On Sunday we drove from Monteverde, pretty much due south to Uvita. The roads were quite windy at first, but paved the entire way. Overall an easy drive.
Our rental house is in a quirky neighborhood. It looks like our street was developed fairly recently by one developer — as Cassidy pointed out, it’s almost a bit like the gated retirement community where Marji and Ron live in Florida, but without the gate. Oh, and much smaller, no golf carts, and no alligators 🙂 Probably only about half of the small, manicured lots have houses on them, so there are maybe only 6-8 houses total on the street, which ends in a cul-de-sac.
Meanwhile, the ‘main road’ is a mish mosh collection of small modest motels & hostels, Costa Rican-style ‘campeos’ (campgrounds), and somewhat dilapidated houses next to small mom and pop farms. Quite a few of the motels and cafes seem closed, most likely due to COVID, and the whole area has a rather abandoned, unkept but authentic feel — in such contrast to the super modern homes on our street!
When you get to the end of the street (just a 5 minute walk), there is an entrance to the Parque Nacional Marino Ballena and one of the most beautiful beaches I have ever seen. I would say this beach tops Playa Santa Teresa for pure natural beauty — it seems much more desolate and pristine, with tons of lush green palm trees lining the coastline as far as the eye can see, and hardly any people.
There are waves here for sure, but they are fairly gentle and super evenly spaced. And because the beach is so flat, the water stays pooled on the beach as the tide recedes. As a result, the reflections of both the palm trees and the sky in the wet sand are mind boggling. Check out this one of the double sky!
The one trick with having our main entry point be the entrance to the National Park is that we have encountered some challenges getting onto the beach when the park is technically closed. The park (and therefore the beach) closes at 4pm every day and is closed all day on Tuesdays (related to COVID). However, setting a bad example for Sierra, I easily scoped out another way onto the beach on Tuesday.

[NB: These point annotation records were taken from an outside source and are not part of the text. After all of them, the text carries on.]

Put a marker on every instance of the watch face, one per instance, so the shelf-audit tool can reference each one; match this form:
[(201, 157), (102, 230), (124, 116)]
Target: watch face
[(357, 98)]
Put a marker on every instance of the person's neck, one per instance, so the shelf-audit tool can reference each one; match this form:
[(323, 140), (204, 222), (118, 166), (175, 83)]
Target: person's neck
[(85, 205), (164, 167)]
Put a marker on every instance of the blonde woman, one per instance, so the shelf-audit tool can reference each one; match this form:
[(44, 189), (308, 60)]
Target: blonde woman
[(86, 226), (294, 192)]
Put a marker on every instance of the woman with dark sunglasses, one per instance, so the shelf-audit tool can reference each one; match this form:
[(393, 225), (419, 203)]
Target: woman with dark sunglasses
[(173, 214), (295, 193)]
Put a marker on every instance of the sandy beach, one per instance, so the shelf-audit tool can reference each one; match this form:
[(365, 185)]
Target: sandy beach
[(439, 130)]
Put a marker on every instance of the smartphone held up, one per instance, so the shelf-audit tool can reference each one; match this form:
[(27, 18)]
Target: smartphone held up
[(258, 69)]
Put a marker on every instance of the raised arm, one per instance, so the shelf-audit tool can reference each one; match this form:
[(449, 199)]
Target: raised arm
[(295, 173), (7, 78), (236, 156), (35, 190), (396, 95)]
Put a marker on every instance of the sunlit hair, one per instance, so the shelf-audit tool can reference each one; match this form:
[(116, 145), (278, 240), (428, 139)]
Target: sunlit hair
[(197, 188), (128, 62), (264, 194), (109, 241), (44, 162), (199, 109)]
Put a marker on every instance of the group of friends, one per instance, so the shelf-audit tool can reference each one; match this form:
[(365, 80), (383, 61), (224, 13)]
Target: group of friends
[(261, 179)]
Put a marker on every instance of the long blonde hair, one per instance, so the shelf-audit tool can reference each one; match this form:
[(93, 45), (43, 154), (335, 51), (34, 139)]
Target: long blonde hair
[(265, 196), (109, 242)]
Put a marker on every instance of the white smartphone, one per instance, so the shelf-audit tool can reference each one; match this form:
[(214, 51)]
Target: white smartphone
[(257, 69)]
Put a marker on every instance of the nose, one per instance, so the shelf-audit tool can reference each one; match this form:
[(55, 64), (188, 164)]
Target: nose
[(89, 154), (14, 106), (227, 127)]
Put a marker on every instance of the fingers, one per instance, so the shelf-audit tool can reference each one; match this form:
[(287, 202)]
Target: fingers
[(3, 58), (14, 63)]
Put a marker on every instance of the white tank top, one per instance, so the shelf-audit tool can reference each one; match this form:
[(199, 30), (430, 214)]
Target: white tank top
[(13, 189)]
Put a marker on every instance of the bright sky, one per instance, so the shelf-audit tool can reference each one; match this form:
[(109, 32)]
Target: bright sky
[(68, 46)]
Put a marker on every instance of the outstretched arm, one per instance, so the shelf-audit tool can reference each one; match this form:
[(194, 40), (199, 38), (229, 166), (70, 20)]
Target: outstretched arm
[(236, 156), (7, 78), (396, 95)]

The two of us took a quick dip in the ocean before the park guy on an ATV started kicking people off the beach. (Sierra was incensed.)
Early yesterday morning Sierra and I walked out to the Whale Tail – a long sandbar that you can only walk on at low tide and that is actually shaped like a whale’s tail (better appreciated from above — I’ll try to get that picture for a future blog!) It took us a good 45 minutes to get there, so we had to cool off in the ocean along the way. Wow – what a gorgeous walk, and so few people! The ripples in the sand are so cool, almost looks like pictures I’ve seen of the Sahara…
Last night we managed to see our first sunset on this beach. I thought for sure it was going to be a bust, as it was super cloudy right at 5pm. We couldn’t even tell where the sun was it was so cloudy! But just after the sun went down, the clouds in the West turned first pink, then coral, and then flaming orange. It was incredible, hard to capture in photos, but I tried!